En las calles en las cuales el narcotráfico degradaba al ser humano, haciéndolo sicario, traqueto, para que convirtiera a sus vecinos en simples admiradores de su "riqueza" y su "valentía". Nacemos en la noche misma del ser humano, en la cual ha vivido nuestra América, desde la invasión española. Nacemos en la negación de toda posibilidad económica, política y social.

¿Para qué?

He ahí la esencia de todo. Y que no se comprende, si no se estudia con seriedad el pasado de nuestro barrio, que al fin y al cabo, es la historia resumida de nuestra patria, y de todos los excluidos y humillados del mundo.

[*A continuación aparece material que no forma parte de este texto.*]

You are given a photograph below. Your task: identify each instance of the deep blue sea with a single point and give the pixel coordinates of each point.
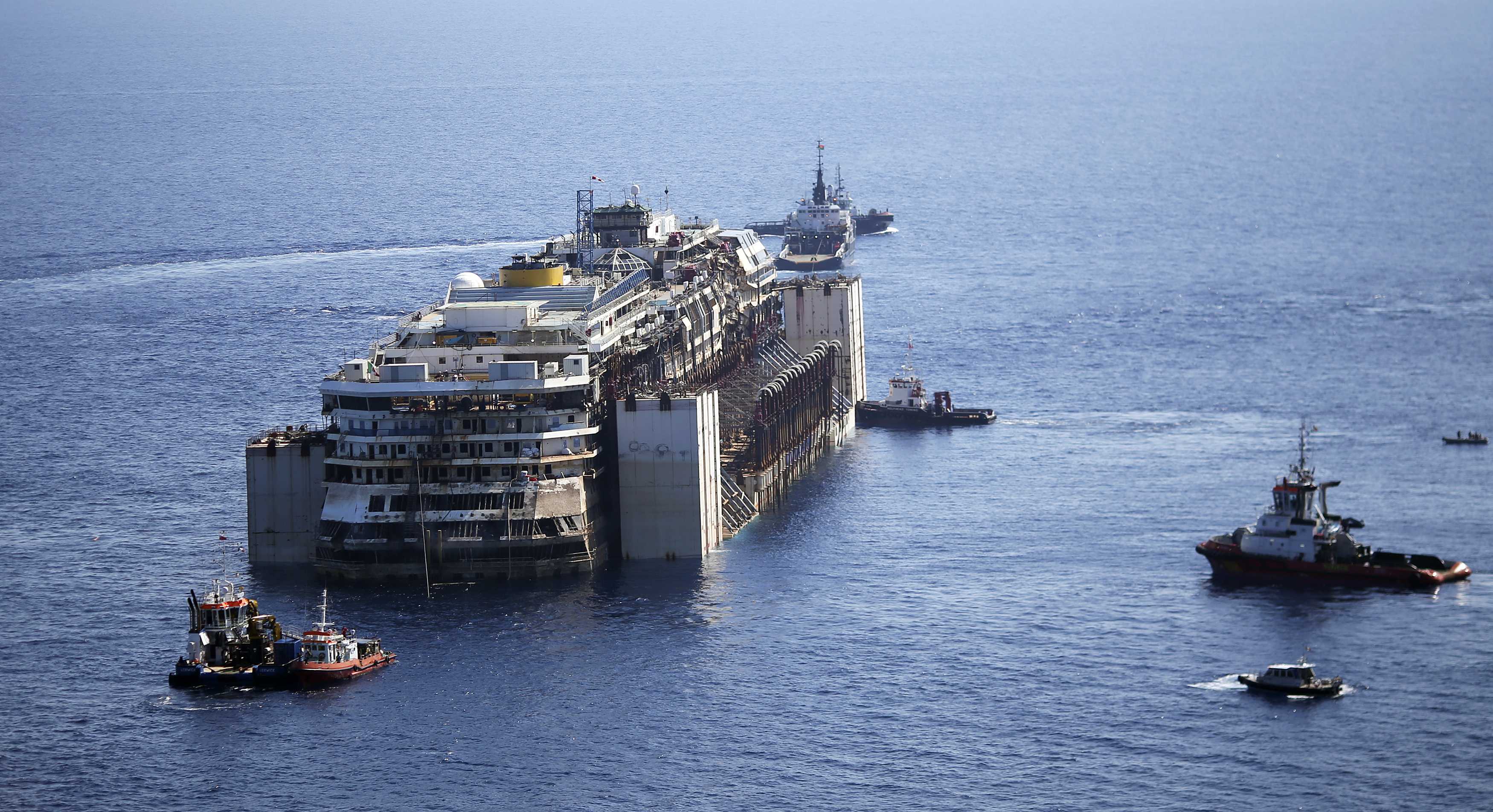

Nacimos, redimiéndonos a nosotros mismos, para redimir al hombre en todos los aspectos: económicos, políticos, sociales, espirituales. Nacimos para redimir a la santa y sagrada madre tierra. Porque solo merecerá la paz el ser humano, cuando restaure a la madre naturaleza. Pues, ella ha sido saqueada y humillada, y quien la saquea, también saquea la fuerza de trabajo de los seres humanos, de los animales.

Ramón Bedoya Cofundador Corporación Casa Mía.